Question

A study conducted at a certain college shows that "53%" of the school's graduates find a job in their chosen field within a year after graduation. Find the probability that among 6 randomly selected graduates, at least one finds a job in his or her chosen field within a year of graduating. 0.989 0.978 0.927 0.167 0.530

Answer 1

0.989

Explanation:

For each graduate, there are only two possible outcomes. Either they find a job in their chosen field within a year after graduation, or they do not. The probability of a graduate finding a job is independent of other graduates.
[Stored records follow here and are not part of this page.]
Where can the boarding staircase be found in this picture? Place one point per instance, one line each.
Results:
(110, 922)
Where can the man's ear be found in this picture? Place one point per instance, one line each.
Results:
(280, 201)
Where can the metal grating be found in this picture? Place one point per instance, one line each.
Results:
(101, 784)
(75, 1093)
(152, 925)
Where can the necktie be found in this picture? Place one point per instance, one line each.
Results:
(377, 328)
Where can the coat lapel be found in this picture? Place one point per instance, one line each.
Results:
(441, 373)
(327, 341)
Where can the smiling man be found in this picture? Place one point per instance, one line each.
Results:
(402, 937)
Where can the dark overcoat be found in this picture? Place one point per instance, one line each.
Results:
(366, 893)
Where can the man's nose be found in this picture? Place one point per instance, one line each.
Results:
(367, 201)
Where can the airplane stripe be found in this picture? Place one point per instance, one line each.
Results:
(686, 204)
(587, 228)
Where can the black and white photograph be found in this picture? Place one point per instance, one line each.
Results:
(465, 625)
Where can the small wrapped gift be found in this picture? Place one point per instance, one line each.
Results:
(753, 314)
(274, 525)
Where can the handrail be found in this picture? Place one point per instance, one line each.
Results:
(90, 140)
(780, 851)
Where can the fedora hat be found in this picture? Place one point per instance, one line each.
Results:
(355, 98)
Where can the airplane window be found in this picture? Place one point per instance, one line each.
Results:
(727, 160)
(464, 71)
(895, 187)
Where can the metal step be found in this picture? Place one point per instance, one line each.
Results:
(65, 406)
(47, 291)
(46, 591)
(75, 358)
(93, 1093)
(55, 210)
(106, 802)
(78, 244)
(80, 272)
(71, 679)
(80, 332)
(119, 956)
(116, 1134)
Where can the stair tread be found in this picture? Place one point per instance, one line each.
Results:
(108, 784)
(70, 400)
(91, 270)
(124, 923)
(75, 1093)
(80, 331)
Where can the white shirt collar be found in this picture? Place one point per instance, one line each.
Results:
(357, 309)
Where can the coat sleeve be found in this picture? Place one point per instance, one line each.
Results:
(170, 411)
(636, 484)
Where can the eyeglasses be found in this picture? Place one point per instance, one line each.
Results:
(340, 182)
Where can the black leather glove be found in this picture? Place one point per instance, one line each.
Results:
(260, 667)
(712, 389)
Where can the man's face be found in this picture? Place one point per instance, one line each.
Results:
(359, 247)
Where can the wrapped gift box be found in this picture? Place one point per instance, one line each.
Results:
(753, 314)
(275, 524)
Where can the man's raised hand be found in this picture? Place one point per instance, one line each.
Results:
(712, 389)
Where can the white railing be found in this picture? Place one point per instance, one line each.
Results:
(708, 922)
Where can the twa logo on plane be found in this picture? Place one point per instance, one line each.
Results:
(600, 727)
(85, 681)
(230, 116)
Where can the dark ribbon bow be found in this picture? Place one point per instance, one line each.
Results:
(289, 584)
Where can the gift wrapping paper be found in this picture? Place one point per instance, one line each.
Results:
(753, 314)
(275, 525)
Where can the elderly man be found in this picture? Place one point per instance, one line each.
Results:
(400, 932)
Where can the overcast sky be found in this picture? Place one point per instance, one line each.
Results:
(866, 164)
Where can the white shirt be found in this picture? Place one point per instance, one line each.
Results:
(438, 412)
So we use the binomial probability distribution to solve this question.

Binomial probability distribution

The binomial probability is the probability of exactly x successes on n repeated trials, and X can only have two outcomes.

`P(X = x) = C_(n,x).p^(x).(1-p)^(n-x)`

In which
`C_(n,x)` is the number of different combinations of x objects from a set of n elements, given by the following formula.

`C_(n,x) = (n!)/(x!(n-x)!)`

And p is the probability of X happening.

A study conducted at a certain college shows that "53%" of the school's graduates find a job in their chosen field within a year after graduation.

This means that
`p = 0.53`

6 randomly selected graduates

This means that
`n = 6`

Probability that at least one finds a job in his or her chosen field within a year of graduating:

Either none find a job, or at least one does. The sum of the probabilities of these outcomes is 1. So

`P(X = 0) + P(X \geq 1) = 1`

We want
`P(X \geq 1)`

So

`P(X \geq 1) = 1 - P(X = 0)`

In which

`P(X = x) = C_(n,x).p^(x).(1-p)^(n-x)`

`P(X = 0) = C_(6,0).(0.53)^(0).(0.47)^(6) = 0.011`

So

`P(X \geq 1) = 1 - P(X = 0) = 1 - 0.011 = 0.989`